North China Pharmaceuticals Group (“NCPG”) and HeBei Welcome Pharmaceuticals (“HeBei”) (collectively, the “Companies”) believe that the Second Circuit Appellate Court should overturn a district court ruling that found them guilty of violating the Sherman Act by creating a price-fixing cartel related to their Vitamin C products. The Companies argue that they had to coordinate in order to avoid violating Chinese law and since they were following those regulations, they could not act in accordance with the Sherman Act. According to the Companies, the U.S. courts should not interfere with another nation’s regulations. This “sovereign compulsion” defense has been successful in past antitrust cases, but U.S. courts are not required to consider it. NCPG and HeBei have gotten support from the Chinese Ministry of Commerce, which claims that it forced the Companies to fix the prices of their Vitamin C products. The plaintiff class composed of direct and indirect purchasers disagreed, and argued that no agency required NCPG and HeBei to fix their prices. They conceded that the Chinese government set minimum prices in the wake of concern from the World Trade Organization, but there was no punishment in the event that the Companies did not change their prices. Additionally, this minimum price did not require the Companies to meet and fix their Vitamin C prices.

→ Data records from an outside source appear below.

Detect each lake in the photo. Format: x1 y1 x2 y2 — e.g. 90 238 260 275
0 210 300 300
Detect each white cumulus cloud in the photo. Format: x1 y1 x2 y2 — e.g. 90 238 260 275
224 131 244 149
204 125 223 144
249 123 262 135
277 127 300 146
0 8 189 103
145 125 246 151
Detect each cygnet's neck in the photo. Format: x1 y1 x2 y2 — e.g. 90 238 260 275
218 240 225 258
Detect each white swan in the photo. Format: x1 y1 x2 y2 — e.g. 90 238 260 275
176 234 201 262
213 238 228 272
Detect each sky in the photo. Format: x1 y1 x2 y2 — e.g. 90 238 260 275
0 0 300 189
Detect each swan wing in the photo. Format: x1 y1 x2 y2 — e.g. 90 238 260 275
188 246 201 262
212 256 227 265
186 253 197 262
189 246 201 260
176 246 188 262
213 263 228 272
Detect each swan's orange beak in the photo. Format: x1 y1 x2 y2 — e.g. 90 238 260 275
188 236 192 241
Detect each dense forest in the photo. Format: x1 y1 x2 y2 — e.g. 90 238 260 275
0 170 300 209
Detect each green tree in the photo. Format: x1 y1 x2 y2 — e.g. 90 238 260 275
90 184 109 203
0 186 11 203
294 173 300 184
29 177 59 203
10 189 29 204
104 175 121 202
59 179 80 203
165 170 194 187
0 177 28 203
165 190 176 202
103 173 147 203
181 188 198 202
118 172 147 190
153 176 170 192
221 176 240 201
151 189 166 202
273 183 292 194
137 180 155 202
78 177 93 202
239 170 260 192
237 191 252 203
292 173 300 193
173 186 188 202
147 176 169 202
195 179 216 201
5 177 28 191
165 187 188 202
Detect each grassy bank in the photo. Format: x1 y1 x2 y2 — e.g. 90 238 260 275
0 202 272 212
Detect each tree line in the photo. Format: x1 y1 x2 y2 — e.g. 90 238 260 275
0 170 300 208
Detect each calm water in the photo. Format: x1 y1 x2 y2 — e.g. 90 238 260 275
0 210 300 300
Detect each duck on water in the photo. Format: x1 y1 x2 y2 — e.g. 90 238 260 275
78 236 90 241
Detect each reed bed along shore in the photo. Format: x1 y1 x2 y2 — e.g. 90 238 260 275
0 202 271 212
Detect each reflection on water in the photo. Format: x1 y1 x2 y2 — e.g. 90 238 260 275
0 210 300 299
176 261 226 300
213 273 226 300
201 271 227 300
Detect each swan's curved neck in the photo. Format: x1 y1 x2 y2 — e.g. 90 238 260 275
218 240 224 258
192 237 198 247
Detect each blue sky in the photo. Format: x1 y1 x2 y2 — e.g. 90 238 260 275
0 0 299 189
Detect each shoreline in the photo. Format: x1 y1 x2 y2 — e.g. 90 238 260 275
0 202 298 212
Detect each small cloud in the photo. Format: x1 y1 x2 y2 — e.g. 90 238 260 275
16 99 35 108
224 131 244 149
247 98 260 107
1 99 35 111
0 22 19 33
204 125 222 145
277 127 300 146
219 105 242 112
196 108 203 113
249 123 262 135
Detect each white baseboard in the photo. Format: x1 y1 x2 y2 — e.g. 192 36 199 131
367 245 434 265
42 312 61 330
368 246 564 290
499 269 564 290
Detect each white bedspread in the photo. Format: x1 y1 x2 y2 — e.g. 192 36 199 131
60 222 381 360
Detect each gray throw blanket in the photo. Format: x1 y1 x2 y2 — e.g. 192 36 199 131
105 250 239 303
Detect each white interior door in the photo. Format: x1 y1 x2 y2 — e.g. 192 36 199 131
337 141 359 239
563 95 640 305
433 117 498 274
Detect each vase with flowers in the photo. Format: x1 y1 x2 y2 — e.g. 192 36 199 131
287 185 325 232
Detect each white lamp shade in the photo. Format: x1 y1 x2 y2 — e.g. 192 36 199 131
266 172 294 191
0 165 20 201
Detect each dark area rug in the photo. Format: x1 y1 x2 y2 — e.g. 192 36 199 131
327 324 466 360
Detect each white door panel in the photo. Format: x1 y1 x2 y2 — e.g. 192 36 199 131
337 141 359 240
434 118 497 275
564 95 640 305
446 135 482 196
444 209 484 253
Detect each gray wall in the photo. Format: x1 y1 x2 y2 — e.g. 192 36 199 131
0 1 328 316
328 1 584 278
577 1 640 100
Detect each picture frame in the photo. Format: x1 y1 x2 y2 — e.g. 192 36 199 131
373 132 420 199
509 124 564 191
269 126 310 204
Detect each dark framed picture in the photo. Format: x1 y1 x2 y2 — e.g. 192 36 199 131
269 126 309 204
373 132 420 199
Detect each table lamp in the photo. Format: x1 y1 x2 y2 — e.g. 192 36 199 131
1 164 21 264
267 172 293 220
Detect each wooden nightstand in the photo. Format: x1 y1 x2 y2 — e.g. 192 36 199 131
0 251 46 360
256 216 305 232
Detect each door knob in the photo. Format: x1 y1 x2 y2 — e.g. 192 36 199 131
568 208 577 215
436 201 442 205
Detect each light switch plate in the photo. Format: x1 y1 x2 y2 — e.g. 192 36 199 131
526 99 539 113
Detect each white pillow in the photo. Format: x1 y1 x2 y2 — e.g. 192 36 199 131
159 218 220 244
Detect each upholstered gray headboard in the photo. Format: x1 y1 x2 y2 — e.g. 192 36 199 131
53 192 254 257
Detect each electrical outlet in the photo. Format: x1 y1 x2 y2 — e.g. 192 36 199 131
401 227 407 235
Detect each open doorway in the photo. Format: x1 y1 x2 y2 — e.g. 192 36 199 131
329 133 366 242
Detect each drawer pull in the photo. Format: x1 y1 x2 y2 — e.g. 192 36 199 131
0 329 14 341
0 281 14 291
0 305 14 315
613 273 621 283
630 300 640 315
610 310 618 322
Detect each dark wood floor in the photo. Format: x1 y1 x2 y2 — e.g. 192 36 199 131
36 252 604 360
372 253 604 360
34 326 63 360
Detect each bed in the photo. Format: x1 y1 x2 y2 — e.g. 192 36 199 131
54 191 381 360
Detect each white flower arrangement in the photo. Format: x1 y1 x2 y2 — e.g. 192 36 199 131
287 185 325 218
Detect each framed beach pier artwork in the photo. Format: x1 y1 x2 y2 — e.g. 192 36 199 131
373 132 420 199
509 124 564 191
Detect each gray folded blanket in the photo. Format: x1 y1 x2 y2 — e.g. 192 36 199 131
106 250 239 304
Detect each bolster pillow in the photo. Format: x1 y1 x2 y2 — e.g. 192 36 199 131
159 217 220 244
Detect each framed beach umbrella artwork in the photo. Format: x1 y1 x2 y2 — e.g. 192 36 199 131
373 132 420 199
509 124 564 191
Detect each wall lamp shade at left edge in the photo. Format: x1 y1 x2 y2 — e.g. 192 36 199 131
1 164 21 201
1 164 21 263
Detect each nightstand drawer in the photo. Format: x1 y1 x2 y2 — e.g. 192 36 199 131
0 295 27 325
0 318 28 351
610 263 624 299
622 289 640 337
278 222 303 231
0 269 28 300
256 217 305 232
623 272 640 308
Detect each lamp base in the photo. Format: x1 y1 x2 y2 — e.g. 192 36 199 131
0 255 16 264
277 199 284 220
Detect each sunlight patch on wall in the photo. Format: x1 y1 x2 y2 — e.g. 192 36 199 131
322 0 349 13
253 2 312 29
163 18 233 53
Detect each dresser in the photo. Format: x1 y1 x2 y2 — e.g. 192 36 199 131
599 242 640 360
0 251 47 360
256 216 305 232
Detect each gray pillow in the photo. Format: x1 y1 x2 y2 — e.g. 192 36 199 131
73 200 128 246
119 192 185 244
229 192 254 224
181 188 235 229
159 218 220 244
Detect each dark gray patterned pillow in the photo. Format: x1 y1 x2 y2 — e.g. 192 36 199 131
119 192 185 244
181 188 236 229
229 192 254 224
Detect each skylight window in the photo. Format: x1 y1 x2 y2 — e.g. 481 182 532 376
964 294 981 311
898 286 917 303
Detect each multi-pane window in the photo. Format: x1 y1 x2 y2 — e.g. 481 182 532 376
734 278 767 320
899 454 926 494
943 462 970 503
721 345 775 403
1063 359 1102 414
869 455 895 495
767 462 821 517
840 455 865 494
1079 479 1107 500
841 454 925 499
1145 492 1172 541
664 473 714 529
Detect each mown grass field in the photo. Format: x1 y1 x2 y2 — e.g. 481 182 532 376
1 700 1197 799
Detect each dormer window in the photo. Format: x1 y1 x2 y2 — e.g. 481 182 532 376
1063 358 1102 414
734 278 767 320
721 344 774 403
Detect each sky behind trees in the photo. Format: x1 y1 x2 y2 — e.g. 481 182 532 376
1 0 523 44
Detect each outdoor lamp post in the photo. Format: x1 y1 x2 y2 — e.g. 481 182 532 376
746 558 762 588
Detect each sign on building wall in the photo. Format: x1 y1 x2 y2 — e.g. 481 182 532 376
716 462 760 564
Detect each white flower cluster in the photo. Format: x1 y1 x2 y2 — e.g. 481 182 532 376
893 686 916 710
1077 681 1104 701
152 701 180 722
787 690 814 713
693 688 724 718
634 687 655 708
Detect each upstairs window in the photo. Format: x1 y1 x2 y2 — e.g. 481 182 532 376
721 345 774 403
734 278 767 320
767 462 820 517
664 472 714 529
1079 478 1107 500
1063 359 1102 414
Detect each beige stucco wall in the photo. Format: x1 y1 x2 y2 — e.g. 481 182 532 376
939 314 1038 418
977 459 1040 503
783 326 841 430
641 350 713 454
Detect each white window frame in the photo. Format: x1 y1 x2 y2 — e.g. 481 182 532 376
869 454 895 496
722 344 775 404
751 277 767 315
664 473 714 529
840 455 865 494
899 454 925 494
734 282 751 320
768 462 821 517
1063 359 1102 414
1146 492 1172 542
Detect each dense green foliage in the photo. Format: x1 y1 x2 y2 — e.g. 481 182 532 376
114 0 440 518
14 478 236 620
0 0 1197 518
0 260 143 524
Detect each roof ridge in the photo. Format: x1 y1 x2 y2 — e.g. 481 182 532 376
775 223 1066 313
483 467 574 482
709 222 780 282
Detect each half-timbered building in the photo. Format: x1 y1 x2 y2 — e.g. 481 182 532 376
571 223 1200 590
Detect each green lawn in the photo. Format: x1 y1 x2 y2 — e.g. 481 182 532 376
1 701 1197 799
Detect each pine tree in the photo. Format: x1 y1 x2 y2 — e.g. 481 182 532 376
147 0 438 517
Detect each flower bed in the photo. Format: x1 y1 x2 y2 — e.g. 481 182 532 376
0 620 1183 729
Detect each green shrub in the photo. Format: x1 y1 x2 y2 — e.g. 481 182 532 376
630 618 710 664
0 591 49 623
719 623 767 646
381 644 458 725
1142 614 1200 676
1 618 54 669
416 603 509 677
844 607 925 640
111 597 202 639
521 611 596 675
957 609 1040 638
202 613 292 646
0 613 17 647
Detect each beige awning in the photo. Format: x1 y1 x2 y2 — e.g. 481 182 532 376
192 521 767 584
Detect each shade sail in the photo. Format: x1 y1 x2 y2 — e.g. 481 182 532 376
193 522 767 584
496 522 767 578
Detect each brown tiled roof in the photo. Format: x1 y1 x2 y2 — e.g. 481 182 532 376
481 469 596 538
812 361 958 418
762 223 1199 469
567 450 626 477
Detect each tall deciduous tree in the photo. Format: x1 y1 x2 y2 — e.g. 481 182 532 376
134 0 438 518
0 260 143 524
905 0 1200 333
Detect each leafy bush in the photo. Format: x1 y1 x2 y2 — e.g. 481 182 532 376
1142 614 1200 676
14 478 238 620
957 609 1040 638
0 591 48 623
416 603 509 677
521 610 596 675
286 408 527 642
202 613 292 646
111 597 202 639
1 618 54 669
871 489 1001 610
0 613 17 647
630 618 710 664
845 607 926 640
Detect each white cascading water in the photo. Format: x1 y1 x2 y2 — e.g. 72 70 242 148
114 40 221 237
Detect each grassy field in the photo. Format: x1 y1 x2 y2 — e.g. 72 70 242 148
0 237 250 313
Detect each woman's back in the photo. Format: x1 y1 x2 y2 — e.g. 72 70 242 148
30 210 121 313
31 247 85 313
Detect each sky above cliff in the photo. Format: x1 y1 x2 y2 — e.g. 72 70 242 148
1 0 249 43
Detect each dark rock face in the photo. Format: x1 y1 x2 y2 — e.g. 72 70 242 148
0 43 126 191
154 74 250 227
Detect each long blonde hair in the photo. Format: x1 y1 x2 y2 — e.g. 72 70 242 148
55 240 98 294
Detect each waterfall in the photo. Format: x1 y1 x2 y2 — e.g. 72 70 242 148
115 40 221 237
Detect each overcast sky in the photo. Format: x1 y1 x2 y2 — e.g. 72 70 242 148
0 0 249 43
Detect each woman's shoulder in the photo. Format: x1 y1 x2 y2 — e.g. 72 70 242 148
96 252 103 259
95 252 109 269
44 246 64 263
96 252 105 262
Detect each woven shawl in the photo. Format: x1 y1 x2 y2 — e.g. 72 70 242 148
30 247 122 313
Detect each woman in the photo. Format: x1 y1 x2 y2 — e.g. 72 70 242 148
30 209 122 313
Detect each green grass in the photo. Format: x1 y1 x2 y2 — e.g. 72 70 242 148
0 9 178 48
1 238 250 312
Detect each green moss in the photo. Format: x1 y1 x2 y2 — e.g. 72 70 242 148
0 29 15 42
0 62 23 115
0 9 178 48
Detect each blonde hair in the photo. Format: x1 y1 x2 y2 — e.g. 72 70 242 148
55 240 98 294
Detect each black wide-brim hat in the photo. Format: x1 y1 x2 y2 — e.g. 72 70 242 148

This case highlights the complexity of legal issues that multi-national companies face. It also exhibits the difficulty for court systems in an international economy, as they have to consider their own country’s laws, as well as the sovereignty of other countries in establishing their own regulations. As multi-national companies continue to increase imports from and exports to the United States, it will be helpful for them to understand that any commercial activity involving the U.S. can bring them under jurisdiction of antitrust laws. A foreign multi-national company may be sued for antitrust violations in a U.S. court if it does business in the United States or if its business affects commerce in the United States, even if it has no U.S. offices or employees.